The following day, I woke up before they woke up and quickly made a breakfast for them then I left home when I'd made sure that they'd eaten and were getting ready for school. When l got to work, my boss was at home like I've been praying. I did everything I supposed to do and two hours later; I went up to his apartment as I'd been planning to do.
"Sir, please I need your help" I said fearfully.
"Yes, what is it?" He asked without taking his eyes off the laptop monitor where he was typing furiously.
"Sir, we've been evicted yesterday. Our landlord packed out our things before I reached home and all the rain fell on us yesterday because we had nowhere to go…"
"Go straight to the point" He said curtly.
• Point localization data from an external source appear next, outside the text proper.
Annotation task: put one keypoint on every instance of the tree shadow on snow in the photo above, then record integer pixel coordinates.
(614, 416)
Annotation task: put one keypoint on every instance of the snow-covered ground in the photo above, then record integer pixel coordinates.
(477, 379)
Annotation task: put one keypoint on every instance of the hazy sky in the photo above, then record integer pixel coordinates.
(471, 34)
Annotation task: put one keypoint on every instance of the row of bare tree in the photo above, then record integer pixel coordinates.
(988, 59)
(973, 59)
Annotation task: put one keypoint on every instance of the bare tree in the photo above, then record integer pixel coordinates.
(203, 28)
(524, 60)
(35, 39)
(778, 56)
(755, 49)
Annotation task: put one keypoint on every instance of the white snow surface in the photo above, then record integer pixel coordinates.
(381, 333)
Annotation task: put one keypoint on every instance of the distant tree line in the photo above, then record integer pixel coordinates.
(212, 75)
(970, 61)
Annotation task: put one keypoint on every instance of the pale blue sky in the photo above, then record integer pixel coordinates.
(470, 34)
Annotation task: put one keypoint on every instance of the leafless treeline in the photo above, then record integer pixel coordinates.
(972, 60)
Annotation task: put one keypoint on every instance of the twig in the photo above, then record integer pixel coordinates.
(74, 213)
"Okay sir. Please sir, just lend me money. Maybe eight months' salary in advance so that I can use it to secure a room for us to live in" I said with quivering voice. For a very long time, he didn't speak. I thought he didn't hear what I said and was about to repeat myself when he spoke.
"I can't be able to do that. I don't have that much anyway and besides, this is Lagos. What if you run away with my money…"
NO!
"No sir, I swear with my life I won't!" I said quickly.
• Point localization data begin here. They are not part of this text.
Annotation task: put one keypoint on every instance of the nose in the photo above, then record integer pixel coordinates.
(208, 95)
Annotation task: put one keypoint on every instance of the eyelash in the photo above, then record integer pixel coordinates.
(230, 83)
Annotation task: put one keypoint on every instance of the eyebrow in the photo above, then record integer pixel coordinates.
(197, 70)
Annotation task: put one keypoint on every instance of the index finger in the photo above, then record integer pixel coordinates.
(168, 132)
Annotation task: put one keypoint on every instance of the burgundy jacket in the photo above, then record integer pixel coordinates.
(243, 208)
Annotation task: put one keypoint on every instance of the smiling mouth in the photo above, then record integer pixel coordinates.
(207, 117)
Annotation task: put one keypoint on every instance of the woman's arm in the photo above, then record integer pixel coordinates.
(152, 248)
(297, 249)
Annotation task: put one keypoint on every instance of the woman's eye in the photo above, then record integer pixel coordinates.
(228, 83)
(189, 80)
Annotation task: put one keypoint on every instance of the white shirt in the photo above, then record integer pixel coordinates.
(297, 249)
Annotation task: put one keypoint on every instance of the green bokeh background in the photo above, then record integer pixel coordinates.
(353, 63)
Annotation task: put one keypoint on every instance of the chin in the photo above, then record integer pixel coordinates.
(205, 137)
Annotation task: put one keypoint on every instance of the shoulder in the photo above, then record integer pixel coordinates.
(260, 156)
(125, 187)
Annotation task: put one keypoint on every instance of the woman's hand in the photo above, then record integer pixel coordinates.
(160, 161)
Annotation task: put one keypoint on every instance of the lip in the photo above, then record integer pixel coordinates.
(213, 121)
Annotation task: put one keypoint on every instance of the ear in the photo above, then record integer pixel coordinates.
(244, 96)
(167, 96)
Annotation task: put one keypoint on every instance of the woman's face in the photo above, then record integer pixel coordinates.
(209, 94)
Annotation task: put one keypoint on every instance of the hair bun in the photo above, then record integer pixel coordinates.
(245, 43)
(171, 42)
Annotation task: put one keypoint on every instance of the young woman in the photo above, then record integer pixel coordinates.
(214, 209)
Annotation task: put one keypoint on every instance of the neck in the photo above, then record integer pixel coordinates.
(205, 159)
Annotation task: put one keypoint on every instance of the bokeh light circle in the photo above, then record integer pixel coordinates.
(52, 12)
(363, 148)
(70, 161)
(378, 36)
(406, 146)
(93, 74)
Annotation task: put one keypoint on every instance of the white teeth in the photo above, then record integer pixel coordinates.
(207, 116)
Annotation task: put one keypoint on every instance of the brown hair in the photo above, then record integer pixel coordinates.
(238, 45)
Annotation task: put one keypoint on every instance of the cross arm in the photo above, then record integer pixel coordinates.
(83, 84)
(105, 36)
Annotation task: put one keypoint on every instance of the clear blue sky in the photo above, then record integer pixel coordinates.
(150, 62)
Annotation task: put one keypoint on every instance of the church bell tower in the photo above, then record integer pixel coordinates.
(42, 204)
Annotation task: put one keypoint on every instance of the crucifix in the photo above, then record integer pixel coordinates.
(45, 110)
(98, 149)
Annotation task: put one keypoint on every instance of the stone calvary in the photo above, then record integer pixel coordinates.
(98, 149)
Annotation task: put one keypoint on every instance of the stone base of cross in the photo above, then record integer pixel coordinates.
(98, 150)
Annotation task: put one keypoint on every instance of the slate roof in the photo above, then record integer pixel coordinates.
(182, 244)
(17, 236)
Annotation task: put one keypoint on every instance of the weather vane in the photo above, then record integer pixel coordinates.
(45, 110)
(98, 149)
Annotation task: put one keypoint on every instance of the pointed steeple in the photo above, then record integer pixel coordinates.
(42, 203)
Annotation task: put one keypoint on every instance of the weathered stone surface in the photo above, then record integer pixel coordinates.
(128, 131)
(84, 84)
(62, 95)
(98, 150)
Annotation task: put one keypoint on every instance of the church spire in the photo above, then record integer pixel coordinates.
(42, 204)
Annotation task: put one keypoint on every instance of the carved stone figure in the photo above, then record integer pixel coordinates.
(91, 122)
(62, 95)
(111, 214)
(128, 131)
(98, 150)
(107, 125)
"Don't interrupt me, I'm not through" He said and I shut up. "As I was saying, you can run away once you have the money so it's not possible to give you that much. Besides, you might be lying about the eviction things".
I began sobbing. This is my only hope and I can't imagine the pains we'll experience to be living in the corridor where everybody passes. "Sir, I promise you that won't run away…"
"The only help that I'll do for you now is that I may give you three months' salary in advance and you'll be paying parts of it every month till you pay up everything. That would be N45000. So I'll be deducting three thousand naira every month. I think I have been generous enough now?" He asked rhetorically "If that's all, you may go now. I'll see you before you close today"
When I left his apartments, I felt so happy that I almost cried but right in the middle of that happiness a sad thought just peeked into my mind that that money would not be enough to get a room. This is Lagos and the costliest thing is accommodation. I knew that we may not be able to secure any room with amount of money. I became calm and sobered.
A miracle happened the next day. We were able to get a room in a house that bent forward like and aged person on walking stick. It was built very close to a wide and deep canal. The landlord told us to pay N40,000 for a year and pay N20,000 for some stupid agreements but I told him that we had nothing else to add. He collected the N40000 and we packed into the house that has no water, toilet or even electricity but we were happy to have a place to sleep.